MVP ballots were submitted prior to the postseason, with the 30 AL voters consisting of two BBWAA writers from each AL city. Players receive 14 points for a first-place vote, nine for a second-place vote, eight for a third-place vote, and so on, down to one point for a 10th-place vote.

Judge led the majors with a .331 batting average and finished fourth with 53 home runs, which were the most ever by a batting champion. The 33-year-old Yankees outfielder also led the majors in on-base percentage (.457), slugging percentage (.688) and OPS (1.145). Since the expansion era began in 1961, he’s just the fifth player to lead the majors in batting average, on-base percentage and slugging percentage, according to MLB.com.

It was the third career MVP award for Judge, who also won in 2022 and 2024.

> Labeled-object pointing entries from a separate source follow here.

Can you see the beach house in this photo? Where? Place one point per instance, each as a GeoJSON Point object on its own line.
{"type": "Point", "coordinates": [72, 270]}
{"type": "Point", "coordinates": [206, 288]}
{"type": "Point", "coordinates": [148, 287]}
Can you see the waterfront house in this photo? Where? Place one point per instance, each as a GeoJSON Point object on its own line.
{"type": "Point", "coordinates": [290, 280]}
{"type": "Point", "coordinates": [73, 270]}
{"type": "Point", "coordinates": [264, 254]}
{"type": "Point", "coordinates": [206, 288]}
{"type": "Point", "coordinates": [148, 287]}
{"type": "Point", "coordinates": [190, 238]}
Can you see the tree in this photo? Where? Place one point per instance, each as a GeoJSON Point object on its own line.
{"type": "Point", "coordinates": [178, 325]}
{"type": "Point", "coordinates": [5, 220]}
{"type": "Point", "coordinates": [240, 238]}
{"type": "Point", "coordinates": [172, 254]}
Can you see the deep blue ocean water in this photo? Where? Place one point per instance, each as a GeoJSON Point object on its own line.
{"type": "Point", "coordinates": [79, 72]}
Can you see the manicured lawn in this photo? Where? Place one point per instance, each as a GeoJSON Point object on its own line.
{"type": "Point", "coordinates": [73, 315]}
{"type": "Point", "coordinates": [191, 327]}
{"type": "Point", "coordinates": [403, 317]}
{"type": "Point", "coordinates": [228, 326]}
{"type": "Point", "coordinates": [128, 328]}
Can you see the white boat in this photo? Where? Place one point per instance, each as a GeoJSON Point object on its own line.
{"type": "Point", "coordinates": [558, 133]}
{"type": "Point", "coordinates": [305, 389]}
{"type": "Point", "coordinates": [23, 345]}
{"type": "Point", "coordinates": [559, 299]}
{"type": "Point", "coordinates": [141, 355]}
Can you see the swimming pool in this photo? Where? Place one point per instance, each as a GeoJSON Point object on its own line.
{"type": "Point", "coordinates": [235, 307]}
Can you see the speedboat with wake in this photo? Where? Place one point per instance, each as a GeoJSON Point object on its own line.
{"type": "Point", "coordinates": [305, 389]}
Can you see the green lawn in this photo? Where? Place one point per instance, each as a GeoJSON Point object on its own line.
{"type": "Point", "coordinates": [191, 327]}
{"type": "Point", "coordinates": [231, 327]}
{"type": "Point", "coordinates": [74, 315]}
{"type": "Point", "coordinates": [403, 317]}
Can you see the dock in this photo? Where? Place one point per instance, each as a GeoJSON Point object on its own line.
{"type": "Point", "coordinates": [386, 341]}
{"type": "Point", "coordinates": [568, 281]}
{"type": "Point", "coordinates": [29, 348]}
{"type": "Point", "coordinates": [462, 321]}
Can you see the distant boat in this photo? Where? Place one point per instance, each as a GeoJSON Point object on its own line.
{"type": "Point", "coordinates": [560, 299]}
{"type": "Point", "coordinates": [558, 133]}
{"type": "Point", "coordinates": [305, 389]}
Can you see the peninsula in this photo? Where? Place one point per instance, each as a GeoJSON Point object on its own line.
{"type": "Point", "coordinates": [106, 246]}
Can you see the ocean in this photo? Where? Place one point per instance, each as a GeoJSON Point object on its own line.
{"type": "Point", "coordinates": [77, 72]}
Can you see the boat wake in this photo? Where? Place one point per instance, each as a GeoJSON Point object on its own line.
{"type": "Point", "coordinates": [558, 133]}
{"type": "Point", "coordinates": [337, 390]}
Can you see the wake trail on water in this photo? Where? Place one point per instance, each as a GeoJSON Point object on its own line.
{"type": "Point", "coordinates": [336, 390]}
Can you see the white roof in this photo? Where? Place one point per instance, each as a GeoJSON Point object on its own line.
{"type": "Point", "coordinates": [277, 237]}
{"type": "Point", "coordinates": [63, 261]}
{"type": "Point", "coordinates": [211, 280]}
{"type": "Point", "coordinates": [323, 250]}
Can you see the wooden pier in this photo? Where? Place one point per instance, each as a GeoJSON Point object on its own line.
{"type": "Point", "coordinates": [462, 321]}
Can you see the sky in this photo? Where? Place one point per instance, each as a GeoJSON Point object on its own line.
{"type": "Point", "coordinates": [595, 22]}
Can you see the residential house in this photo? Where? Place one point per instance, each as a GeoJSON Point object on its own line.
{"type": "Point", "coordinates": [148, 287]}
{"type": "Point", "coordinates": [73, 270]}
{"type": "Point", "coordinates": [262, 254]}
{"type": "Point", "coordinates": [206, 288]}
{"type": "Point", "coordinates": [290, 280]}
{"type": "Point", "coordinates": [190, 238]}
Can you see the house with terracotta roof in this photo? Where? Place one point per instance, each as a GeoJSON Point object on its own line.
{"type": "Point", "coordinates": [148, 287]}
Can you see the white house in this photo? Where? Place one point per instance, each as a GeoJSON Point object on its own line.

Raleigh, meanwhile, rewrote the record books this summer while becoming just the seventh player in MLB history to reach 60 home runs in a season. The only other players to reach the 60-homer mark are Babe Ruth (1927), Roger Maris (1961), Sammy Sosa (1998, 1999, 2001), Mark McGwire (1998, 1999), Barry Bonds (2001) and Judge (2022).

Raleigh broke the Mariners’ single-season home run record, surpassing Ken Griffey Jr.’s mark of 56 in 1997 and 1998. He broke the MLB single-season record for most homers by a switch-hitter, surpassing Mickey Mantle’s 54 in 1961. He shattered the MLB single-season record for most homers by a catcher, surpassing Salvador Perez’s 48 in 2021. And he finished just two homers shy of the AL record, which Judge set with 62 in 2022.

Known by the nickname “Big Dumper,” Raleigh posted a slash line of .247/.359/.589 with an AL-leading 125 RBIs and a .948 OPS. He finished second in the AL in slugging percentage, third in OPS and seventh in on-base percentage.

And he did it all while catching 121 games and logging 1,072 innings behind the plate, the latter of which was third-most in the majors. The 2024 AL Platinum Glove Award winner wasn’t charged with a passed ball all season and was in the 93rd percentile of catchers in pitch framing, according to Baseball Savant.

Raleigh’s record-setting campaign helped lead the Mariners to their first AL West title since 2001 and their first AL Championship Series appearance since 2001.

Griffey (1997) and Ichiro Suzuki (2001) remain the only two Mariners to win the AL MVP.